I’m completely in favor of ending subsidies to billionaires but it’s hard to drum up any interest in that.

7 comments… add one
  • CuriousOnlooker Link

    Its actually not hard, its just not what people are getting at.

    Redenominate the dollar. Using the price of gold as a benchmark; in 1911 1oz of gold was $20; today 1oz is $1600 (and reached $1900 this year). So the dollar has lost about 99% of its value over a century, which tracks closely to the 97% as measured by CPI.

    Let’s redenominate the dollar so a new “$1” is equal to 100 current “$1” — so roughly the value it had a century ago. There would only be 4 US billionaires left in new dollars.

    If you redenominate the dollar by 1:200 — there wouldn’t be a billionaire left at all.

  • I don’t think that would make the proponents happy.

  • CuriousOnlooker Link

    The post stimulated some research.

    Rockefeller was the first US billionaire in dollars in 1916. The US population was 101 million. Today, the population is 332 million.

    Adjusted on a per capita basis and inflation; if the wealth inequality in 1916 was projected to today, you would expect approximately 3-4 people with more then $100 billion. The actual figure is 4.

    Nothing is new under the sun.

  • Drew Link

    You are both right.

    Envy masquerading as social conscience didn’t start yesterday.

  • Andy Link

    There’s no way to do it except by taxing wealth. But it’s a lot easier and more popular to hand-wave and pontificate about abolishing billionaires than it is to propose a wealth tax that would actually attempt to accomplish that.

    So IMO, it’s just the usual rhetorical and virtue-signaling BS that isn’t very serious.

  • steve Link

    Dont want to abolish them but do wish they would go back to making money and not trying to directly dominate politics and the public sphere. Now they just directly run for office.

    Steve

  • TastyBits Link

    It is impossible with the existing system. You could alter the system to reduce the number of ultra-rich, but that has downsides. In a financialized economy, wealth inequality cannot be overcome. You cannot “tax away” financialized wealth without decreasing the economy.

    First, most wealth is not realized wealth. Mark Zuckerberg is worth what a small number of people are willing to pay for Facebook stock on a single day. Except for that small amount of shares bought, Facebook stock is actually worth $0.00. There is not enough liquidity in the system to to realize the wealth.

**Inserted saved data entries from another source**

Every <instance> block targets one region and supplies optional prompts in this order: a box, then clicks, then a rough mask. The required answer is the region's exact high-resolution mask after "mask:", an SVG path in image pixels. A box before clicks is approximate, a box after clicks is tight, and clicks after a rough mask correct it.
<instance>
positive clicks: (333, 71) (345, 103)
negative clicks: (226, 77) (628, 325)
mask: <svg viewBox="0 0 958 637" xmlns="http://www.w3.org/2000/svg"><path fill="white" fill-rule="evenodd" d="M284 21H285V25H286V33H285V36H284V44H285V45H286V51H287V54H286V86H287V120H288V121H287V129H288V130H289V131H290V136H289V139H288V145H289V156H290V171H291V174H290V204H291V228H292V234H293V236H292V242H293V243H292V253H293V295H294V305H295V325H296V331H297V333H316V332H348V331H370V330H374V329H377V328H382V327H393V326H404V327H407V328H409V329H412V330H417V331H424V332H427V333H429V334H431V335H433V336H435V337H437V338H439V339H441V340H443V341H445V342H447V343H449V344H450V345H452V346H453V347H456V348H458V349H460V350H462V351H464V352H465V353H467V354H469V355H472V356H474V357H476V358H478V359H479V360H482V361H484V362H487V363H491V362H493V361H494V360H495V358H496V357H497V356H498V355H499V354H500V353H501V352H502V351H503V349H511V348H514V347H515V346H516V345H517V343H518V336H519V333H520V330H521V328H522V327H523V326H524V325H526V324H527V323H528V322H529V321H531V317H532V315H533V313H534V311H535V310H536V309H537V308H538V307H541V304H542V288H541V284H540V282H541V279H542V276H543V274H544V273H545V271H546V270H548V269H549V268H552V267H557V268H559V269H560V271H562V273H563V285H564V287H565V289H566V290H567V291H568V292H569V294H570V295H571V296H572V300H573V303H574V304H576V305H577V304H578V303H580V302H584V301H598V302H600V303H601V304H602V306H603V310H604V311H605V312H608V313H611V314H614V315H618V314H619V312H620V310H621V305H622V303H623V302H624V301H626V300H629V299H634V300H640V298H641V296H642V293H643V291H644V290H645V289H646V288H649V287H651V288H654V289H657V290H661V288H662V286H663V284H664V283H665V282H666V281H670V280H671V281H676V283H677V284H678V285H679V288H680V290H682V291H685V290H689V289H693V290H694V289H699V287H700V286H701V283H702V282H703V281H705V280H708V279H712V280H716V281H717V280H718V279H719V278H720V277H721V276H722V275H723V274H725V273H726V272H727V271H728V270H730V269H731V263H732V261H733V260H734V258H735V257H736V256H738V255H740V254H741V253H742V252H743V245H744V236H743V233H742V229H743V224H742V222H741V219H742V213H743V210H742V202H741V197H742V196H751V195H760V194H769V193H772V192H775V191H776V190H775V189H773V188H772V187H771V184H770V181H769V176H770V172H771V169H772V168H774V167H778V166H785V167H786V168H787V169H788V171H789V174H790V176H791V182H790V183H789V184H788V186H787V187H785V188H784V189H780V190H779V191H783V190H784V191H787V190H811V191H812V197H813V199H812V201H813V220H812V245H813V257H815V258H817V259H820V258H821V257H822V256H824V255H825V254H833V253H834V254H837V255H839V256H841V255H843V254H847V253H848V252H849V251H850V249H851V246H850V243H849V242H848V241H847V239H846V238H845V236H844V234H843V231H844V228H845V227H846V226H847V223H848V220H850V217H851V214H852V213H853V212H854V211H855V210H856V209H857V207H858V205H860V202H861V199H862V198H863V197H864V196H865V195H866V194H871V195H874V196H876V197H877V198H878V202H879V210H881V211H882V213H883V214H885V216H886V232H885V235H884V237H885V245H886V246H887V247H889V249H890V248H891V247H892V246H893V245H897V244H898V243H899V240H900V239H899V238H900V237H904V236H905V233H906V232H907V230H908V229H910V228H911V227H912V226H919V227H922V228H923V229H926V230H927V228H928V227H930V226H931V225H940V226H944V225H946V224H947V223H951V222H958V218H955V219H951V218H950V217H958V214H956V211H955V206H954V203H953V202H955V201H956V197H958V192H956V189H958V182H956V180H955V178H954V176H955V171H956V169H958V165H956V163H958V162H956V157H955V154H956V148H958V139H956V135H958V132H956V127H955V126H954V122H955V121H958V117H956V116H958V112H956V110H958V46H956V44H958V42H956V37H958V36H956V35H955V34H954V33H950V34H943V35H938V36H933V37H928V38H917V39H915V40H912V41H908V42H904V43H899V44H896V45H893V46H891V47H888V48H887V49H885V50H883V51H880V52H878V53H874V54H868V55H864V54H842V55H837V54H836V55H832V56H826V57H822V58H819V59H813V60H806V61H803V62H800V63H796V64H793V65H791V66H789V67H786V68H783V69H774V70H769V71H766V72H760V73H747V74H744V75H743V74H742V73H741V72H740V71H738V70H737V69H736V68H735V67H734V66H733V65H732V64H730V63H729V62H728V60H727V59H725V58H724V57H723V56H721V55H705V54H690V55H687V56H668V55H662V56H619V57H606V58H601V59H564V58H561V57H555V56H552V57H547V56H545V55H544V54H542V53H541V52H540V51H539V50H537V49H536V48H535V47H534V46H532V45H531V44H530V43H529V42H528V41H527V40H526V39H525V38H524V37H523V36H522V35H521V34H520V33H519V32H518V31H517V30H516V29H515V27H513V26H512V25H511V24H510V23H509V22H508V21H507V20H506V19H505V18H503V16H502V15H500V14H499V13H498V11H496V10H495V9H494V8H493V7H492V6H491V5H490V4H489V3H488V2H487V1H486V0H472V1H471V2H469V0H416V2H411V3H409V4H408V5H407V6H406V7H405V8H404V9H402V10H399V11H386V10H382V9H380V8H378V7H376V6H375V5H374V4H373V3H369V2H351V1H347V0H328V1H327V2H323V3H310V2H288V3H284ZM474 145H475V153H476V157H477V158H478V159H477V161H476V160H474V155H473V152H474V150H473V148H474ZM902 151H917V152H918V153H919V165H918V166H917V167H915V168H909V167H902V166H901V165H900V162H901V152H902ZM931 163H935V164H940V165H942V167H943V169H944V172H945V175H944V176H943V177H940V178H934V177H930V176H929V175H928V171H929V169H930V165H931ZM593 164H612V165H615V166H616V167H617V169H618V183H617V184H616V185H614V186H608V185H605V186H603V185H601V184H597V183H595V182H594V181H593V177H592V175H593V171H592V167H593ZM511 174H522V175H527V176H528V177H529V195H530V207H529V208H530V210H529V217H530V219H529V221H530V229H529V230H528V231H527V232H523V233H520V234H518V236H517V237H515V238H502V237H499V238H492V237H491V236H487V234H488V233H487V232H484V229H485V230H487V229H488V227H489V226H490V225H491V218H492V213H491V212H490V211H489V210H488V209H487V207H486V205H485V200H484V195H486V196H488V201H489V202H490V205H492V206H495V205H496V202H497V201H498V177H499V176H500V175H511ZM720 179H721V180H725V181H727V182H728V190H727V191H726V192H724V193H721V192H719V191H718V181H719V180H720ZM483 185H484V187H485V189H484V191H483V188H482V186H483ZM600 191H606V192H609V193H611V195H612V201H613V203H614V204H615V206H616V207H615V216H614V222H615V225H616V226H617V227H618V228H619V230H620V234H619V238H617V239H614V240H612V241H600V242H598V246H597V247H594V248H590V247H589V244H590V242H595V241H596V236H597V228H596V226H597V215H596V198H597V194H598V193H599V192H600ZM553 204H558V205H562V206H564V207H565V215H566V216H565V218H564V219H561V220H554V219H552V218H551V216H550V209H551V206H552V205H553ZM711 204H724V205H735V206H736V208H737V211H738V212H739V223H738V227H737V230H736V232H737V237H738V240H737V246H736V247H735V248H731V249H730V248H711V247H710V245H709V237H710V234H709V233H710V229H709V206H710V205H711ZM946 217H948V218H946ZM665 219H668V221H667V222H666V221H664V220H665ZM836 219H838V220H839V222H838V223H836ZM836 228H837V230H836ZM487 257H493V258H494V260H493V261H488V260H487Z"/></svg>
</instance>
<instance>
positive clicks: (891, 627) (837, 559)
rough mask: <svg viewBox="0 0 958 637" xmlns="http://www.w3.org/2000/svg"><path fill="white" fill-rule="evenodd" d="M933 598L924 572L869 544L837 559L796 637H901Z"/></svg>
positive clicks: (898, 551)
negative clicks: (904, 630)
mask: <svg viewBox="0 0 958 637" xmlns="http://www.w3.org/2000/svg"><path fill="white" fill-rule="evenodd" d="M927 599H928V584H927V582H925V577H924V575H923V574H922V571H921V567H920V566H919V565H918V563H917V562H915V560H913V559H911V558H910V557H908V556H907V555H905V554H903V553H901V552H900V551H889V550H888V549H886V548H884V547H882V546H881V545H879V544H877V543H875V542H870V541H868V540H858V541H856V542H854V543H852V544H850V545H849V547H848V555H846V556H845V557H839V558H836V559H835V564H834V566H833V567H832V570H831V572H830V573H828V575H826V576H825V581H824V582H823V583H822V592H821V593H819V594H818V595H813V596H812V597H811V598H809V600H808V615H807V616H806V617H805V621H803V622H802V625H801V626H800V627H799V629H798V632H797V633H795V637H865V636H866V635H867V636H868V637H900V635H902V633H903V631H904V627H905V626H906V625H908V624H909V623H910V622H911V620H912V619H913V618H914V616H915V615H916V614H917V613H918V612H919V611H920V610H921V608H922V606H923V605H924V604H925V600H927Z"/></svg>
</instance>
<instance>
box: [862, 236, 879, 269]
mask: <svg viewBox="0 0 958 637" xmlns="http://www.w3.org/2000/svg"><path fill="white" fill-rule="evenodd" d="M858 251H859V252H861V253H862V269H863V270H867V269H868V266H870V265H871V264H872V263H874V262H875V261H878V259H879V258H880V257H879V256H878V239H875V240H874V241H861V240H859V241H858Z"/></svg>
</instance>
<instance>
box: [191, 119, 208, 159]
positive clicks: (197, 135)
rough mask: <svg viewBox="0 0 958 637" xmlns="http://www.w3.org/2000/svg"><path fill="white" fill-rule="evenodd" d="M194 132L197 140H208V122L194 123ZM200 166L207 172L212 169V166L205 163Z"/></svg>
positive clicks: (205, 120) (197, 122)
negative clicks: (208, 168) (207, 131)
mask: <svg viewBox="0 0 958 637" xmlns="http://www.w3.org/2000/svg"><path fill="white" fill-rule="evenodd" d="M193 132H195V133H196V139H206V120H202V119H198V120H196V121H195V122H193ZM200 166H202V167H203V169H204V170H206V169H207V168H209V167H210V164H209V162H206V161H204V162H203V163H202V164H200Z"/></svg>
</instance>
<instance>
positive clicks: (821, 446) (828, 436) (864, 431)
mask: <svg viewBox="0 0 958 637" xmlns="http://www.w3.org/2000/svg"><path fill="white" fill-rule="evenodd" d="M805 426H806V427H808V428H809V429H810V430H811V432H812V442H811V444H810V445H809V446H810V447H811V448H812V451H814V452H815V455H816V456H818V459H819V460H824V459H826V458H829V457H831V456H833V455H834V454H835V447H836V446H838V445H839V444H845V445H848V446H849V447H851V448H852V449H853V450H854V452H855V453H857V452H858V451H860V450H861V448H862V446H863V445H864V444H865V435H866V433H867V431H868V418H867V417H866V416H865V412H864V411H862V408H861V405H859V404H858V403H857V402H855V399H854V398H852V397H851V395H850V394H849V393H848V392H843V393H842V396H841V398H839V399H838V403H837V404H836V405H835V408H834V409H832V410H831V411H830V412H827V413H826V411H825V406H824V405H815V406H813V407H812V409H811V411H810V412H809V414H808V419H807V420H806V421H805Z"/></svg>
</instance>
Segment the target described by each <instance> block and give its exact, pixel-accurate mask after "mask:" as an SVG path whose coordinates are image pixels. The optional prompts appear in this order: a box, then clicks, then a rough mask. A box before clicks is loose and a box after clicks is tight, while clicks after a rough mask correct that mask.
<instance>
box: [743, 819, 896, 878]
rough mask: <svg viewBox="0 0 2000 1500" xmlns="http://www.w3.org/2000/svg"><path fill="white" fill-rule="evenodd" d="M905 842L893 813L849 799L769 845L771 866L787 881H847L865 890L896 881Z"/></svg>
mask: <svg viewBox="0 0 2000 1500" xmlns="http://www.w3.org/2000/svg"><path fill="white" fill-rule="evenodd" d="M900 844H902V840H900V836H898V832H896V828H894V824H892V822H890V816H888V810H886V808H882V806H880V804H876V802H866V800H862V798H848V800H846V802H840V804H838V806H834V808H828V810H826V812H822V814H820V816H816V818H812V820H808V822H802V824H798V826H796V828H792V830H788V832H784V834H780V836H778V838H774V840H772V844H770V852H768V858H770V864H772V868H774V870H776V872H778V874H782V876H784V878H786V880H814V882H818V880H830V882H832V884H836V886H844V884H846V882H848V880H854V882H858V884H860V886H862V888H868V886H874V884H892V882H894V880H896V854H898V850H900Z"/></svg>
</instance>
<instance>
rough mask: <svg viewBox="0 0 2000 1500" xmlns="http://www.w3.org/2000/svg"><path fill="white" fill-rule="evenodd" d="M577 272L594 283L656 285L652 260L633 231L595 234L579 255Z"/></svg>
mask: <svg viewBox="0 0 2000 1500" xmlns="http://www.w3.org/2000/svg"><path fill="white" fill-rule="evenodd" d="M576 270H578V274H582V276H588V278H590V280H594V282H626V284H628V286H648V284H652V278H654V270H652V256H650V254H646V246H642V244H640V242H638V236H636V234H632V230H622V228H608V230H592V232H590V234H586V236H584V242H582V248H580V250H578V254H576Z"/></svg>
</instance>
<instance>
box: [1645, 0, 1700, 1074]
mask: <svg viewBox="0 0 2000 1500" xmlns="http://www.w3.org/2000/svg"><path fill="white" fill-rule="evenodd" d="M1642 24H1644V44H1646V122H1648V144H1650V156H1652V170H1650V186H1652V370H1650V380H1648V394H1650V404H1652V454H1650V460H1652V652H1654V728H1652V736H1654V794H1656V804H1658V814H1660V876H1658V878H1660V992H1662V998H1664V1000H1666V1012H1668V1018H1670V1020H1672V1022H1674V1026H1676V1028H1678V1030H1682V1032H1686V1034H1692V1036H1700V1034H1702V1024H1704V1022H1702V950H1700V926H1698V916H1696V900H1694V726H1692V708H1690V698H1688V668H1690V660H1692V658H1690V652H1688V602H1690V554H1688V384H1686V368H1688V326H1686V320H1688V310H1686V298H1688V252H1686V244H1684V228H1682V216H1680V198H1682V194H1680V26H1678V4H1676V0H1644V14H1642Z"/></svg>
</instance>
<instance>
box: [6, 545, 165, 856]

    Liquidity is the issue, and those who produce that liquidity will become the wealthiest. In a financialized economy, liquidity is a product, and like any physical product, it is manufactured. The product and manufacturing facility are not physical, but nonetheless, they are real.

    Since not enough actual products are produced in a financialized economy, they must be imported, and since nobody is donating goods to Americans, something must be traded for those imported goods. It is how a financialized economy works.

    In the end, making the ultra-rich less wealthy will result in the not-rich having less money, and giving tax-money to them will make the ultra-rich wealthier. I suspect it is not a linear relation, and therefore, the poor become poorer faster than the ultra-rich become poorer.

    Changing banking and finance regulations will de-financialize the economy, but the economy will need to be re-industrialized. Good luck with that.

    NOTE: A financialized economy is not about consumer debt. Most products the financial industry manufactures are not consumer products. Most of these products are inputs into other products.

    Giving away tax-dollars is like giving away rubber. It will eventually increase the wealth of the tire maker more than the initial recipient, and taking away the tire maker’s wealth to give out more rubber will eventually increase the tire maker’s wealth.

    (Money supply, monetary policy, fiscal policy, and inflation are affected by a similar dynamic.)